Silently, she followed Mike to the car. It was the early evening on an ordinary Sunday night and she couldn’t make herself realize that she was on the way to her wedding.
When Mike got in beside her, she looked at him. She’d known him for only eight days, but it didn’t feel that way. She thought of when they’d hidden in a tree together, of baking for him, of watching him walk along the top of a pavilion. He’d walked across rafters like he was a circus performer and Sara’s heart had pounded in fear. She thought of his date with Ariel. When she’d seen Ariel in church, she’d wanted to throw spitballs into her glossy red hair, as she’d done when they were children.

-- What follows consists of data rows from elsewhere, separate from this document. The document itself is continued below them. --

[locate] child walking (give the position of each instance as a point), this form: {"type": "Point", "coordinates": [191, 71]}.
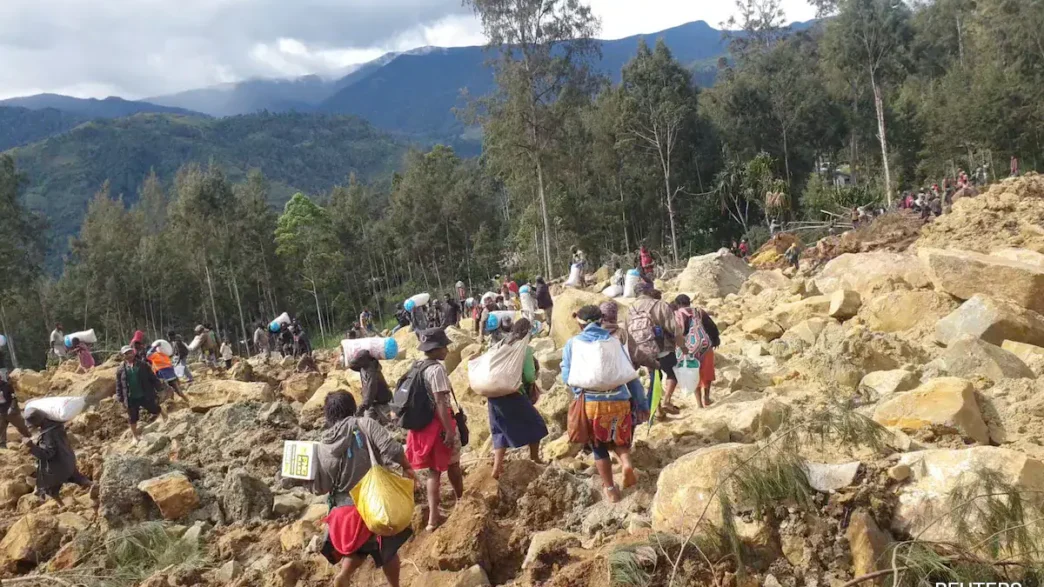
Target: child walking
{"type": "Point", "coordinates": [55, 460]}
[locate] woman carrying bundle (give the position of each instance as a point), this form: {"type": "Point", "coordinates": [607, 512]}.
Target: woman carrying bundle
{"type": "Point", "coordinates": [701, 338]}
{"type": "Point", "coordinates": [514, 421]}
{"type": "Point", "coordinates": [610, 416]}
{"type": "Point", "coordinates": [343, 461]}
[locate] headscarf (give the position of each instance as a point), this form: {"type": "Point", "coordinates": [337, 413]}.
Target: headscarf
{"type": "Point", "coordinates": [610, 311]}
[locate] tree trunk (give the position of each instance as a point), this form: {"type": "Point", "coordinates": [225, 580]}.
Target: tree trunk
{"type": "Point", "coordinates": [242, 323]}
{"type": "Point", "coordinates": [210, 285]}
{"type": "Point", "coordinates": [10, 337]}
{"type": "Point", "coordinates": [623, 214]}
{"type": "Point", "coordinates": [854, 139]}
{"type": "Point", "coordinates": [547, 222]}
{"type": "Point", "coordinates": [670, 205]}
{"type": "Point", "coordinates": [879, 106]}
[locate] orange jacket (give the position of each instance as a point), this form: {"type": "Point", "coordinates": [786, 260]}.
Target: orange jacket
{"type": "Point", "coordinates": [160, 361]}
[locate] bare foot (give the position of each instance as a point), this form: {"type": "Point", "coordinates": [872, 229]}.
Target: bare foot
{"type": "Point", "coordinates": [630, 477]}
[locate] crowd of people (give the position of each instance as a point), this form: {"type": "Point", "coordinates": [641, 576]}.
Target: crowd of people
{"type": "Point", "coordinates": [663, 337]}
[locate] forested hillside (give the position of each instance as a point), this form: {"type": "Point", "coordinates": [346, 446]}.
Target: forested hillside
{"type": "Point", "coordinates": [91, 108]}
{"type": "Point", "coordinates": [881, 95]}
{"type": "Point", "coordinates": [21, 126]}
{"type": "Point", "coordinates": [297, 151]}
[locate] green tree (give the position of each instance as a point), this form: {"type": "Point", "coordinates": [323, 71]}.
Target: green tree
{"type": "Point", "coordinates": [545, 46]}
{"type": "Point", "coordinates": [306, 242]}
{"type": "Point", "coordinates": [661, 104]}
{"type": "Point", "coordinates": [873, 37]}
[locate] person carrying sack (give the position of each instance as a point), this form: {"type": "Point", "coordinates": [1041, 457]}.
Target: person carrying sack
{"type": "Point", "coordinates": [435, 433]}
{"type": "Point", "coordinates": [607, 418]}
{"type": "Point", "coordinates": [345, 460]}
{"type": "Point", "coordinates": [701, 338]}
{"type": "Point", "coordinates": [514, 421]}
{"type": "Point", "coordinates": [655, 335]}
{"type": "Point", "coordinates": [9, 413]}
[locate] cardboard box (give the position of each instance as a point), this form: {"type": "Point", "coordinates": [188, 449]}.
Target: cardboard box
{"type": "Point", "coordinates": [300, 460]}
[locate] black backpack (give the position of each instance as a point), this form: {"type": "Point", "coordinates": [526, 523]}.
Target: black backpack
{"type": "Point", "coordinates": [411, 400]}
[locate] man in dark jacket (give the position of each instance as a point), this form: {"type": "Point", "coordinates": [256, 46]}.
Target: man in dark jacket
{"type": "Point", "coordinates": [9, 413]}
{"type": "Point", "coordinates": [55, 460]}
{"type": "Point", "coordinates": [451, 311]}
{"type": "Point", "coordinates": [376, 394]}
{"type": "Point", "coordinates": [544, 299]}
{"type": "Point", "coordinates": [138, 388]}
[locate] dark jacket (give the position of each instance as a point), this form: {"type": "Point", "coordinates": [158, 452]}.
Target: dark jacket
{"type": "Point", "coordinates": [451, 313]}
{"type": "Point", "coordinates": [182, 351]}
{"type": "Point", "coordinates": [150, 384]}
{"type": "Point", "coordinates": [57, 462]}
{"type": "Point", "coordinates": [375, 388]}
{"type": "Point", "coordinates": [544, 297]}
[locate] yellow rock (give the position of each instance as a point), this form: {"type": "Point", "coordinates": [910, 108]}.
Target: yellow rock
{"type": "Point", "coordinates": [335, 381]}
{"type": "Point", "coordinates": [172, 493]}
{"type": "Point", "coordinates": [31, 540]}
{"type": "Point", "coordinates": [297, 536]}
{"type": "Point", "coordinates": [300, 386]}
{"type": "Point", "coordinates": [946, 403]}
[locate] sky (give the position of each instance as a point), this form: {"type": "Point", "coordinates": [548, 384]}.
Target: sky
{"type": "Point", "coordinates": [141, 48]}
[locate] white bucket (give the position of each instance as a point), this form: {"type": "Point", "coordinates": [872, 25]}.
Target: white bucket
{"type": "Point", "coordinates": [84, 335]}
{"type": "Point", "coordinates": [631, 282]}
{"type": "Point", "coordinates": [165, 347]}
{"type": "Point", "coordinates": [276, 325]}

Mike pulled out of the driveway. “Sara, I’m sorry about this. I know you wanted your wedding to be in front of the whole town and—”
“No, I didn’t. That was Greg’s idea. I wanted it to be in Edilean Manor with Luke and Rams, and Joce and Tess there. And my parents. I didn’t even want my sisters to come. It was Greg who wanted a big wedding and he insisted that
all
the shop clients be invited.”
“And one of them probably would have been his mother,” Mike said.
“I guess so …”
Mike pulled his cell phone out of his pocket and handed it to her. “Call Luke, wake them up, and tell them we’re on our way to get married in their old house.”

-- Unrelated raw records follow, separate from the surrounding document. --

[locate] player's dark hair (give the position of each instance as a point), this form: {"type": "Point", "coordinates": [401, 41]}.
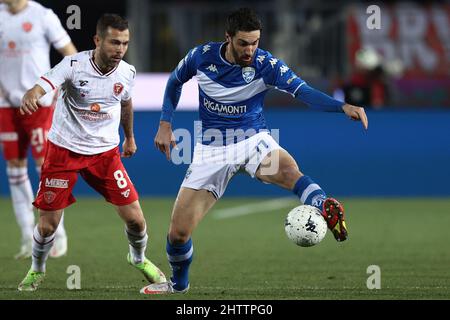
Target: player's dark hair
{"type": "Point", "coordinates": [243, 19]}
{"type": "Point", "coordinates": [110, 20]}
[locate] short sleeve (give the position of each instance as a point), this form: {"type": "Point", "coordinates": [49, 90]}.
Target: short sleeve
{"type": "Point", "coordinates": [54, 30]}
{"type": "Point", "coordinates": [57, 75]}
{"type": "Point", "coordinates": [129, 91]}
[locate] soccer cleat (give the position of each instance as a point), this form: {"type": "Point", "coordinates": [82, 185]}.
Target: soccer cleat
{"type": "Point", "coordinates": [31, 281]}
{"type": "Point", "coordinates": [150, 271]}
{"type": "Point", "coordinates": [333, 212]}
{"type": "Point", "coordinates": [25, 250]}
{"type": "Point", "coordinates": [59, 247]}
{"type": "Point", "coordinates": [162, 288]}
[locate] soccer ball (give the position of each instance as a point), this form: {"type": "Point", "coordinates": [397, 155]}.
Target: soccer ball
{"type": "Point", "coordinates": [305, 226]}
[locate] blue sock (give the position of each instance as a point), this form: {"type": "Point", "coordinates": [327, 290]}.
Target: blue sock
{"type": "Point", "coordinates": [180, 258]}
{"type": "Point", "coordinates": [309, 192]}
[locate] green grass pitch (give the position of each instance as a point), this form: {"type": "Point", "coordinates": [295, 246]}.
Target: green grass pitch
{"type": "Point", "coordinates": [249, 256]}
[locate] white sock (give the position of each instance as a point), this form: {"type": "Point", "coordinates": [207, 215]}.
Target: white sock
{"type": "Point", "coordinates": [22, 198]}
{"type": "Point", "coordinates": [38, 170]}
{"type": "Point", "coordinates": [41, 249]}
{"type": "Point", "coordinates": [138, 244]}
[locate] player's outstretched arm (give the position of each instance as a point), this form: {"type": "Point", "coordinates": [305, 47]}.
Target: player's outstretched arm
{"type": "Point", "coordinates": [356, 113]}
{"type": "Point", "coordinates": [165, 138]}
{"type": "Point", "coordinates": [30, 101]}
{"type": "Point", "coordinates": [68, 50]}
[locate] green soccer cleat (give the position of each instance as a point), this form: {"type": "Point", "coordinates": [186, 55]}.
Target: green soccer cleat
{"type": "Point", "coordinates": [31, 281]}
{"type": "Point", "coordinates": [150, 271]}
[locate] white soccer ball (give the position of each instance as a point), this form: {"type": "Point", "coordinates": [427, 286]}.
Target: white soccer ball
{"type": "Point", "coordinates": [305, 226]}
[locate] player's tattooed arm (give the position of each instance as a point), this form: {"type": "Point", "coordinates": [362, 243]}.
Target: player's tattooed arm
{"type": "Point", "coordinates": [30, 101]}
{"type": "Point", "coordinates": [129, 145]}
{"type": "Point", "coordinates": [357, 114]}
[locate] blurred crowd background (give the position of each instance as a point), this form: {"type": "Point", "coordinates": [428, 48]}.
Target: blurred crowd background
{"type": "Point", "coordinates": [404, 64]}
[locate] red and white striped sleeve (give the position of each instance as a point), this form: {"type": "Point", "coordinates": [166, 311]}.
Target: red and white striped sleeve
{"type": "Point", "coordinates": [57, 75]}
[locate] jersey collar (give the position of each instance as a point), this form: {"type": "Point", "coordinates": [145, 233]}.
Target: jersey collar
{"type": "Point", "coordinates": [97, 69]}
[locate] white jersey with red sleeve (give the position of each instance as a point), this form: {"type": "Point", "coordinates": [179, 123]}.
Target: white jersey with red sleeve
{"type": "Point", "coordinates": [88, 109]}
{"type": "Point", "coordinates": [25, 40]}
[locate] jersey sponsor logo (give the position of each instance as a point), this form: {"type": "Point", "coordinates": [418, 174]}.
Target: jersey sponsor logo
{"type": "Point", "coordinates": [9, 136]}
{"type": "Point", "coordinates": [212, 68]}
{"type": "Point", "coordinates": [118, 87]}
{"type": "Point", "coordinates": [56, 183]}
{"type": "Point", "coordinates": [49, 196]}
{"type": "Point", "coordinates": [223, 108]}
{"type": "Point", "coordinates": [283, 69]}
{"type": "Point", "coordinates": [248, 73]}
{"type": "Point", "coordinates": [95, 107]}
{"type": "Point", "coordinates": [27, 26]}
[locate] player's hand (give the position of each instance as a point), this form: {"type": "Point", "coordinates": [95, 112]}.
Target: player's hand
{"type": "Point", "coordinates": [356, 114]}
{"type": "Point", "coordinates": [165, 138]}
{"type": "Point", "coordinates": [30, 101]}
{"type": "Point", "coordinates": [129, 148]}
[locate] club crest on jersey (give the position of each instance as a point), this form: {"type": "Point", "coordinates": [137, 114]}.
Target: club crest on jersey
{"type": "Point", "coordinates": [248, 73]}
{"type": "Point", "coordinates": [27, 26]}
{"type": "Point", "coordinates": [118, 87]}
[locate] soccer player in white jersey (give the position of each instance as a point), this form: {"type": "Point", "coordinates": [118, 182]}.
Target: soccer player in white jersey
{"type": "Point", "coordinates": [95, 99]}
{"type": "Point", "coordinates": [27, 30]}
{"type": "Point", "coordinates": [233, 78]}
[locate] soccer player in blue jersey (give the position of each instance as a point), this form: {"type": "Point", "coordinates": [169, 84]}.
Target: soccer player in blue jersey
{"type": "Point", "coordinates": [233, 79]}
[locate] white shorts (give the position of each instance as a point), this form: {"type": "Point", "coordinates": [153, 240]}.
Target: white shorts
{"type": "Point", "coordinates": [213, 166]}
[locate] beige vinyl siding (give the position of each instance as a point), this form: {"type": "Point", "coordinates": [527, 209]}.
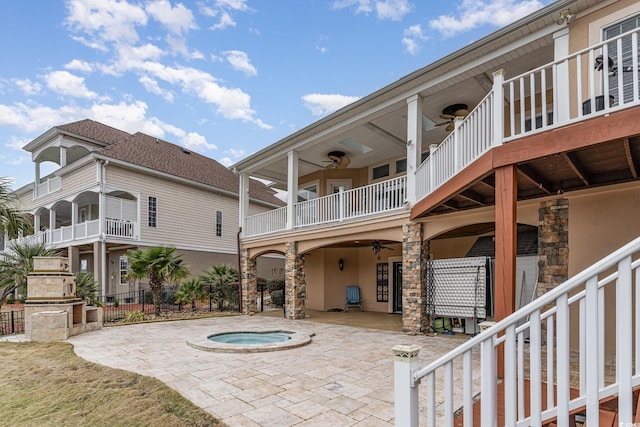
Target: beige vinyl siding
{"type": "Point", "coordinates": [185, 214]}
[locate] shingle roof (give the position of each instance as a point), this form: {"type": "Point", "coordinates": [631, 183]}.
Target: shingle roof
{"type": "Point", "coordinates": [162, 156]}
{"type": "Point", "coordinates": [96, 131]}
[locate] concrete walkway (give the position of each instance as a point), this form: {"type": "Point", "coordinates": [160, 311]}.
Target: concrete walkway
{"type": "Point", "coordinates": [344, 377]}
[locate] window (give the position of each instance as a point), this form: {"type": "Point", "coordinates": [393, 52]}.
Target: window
{"type": "Point", "coordinates": [622, 65]}
{"type": "Point", "coordinates": [380, 171]}
{"type": "Point", "coordinates": [124, 264]}
{"type": "Point", "coordinates": [218, 223]}
{"type": "Point", "coordinates": [153, 212]}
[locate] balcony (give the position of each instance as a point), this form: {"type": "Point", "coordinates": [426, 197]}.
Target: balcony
{"type": "Point", "coordinates": [384, 197]}
{"type": "Point", "coordinates": [85, 230]}
{"type": "Point", "coordinates": [51, 185]}
{"type": "Point", "coordinates": [563, 93]}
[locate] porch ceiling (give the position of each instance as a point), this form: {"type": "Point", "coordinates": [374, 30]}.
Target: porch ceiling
{"type": "Point", "coordinates": [613, 157]}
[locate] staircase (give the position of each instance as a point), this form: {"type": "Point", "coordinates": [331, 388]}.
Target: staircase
{"type": "Point", "coordinates": [554, 363]}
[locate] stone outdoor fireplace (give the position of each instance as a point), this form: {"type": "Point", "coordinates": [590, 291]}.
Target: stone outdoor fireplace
{"type": "Point", "coordinates": [52, 311]}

Sara couldn’t help the little wave of joy that ran through her. “Really?”
He smiled at her. “I can’t give you everything you want—and deserve—but I can give you the wedding you’d like to have. Minus the correct groom, of course.”
Sara didn’t reply to his last remark. There were too many other things on her mind. “Did you tell Tess?”
“Yes.” He didn’t want to burden Sara with more than she’d had piled on her tonight, but Mike had spent twenty minutes calming Tess down. She was nearly hysterical with fear that both Mike and Sara were going to be killed.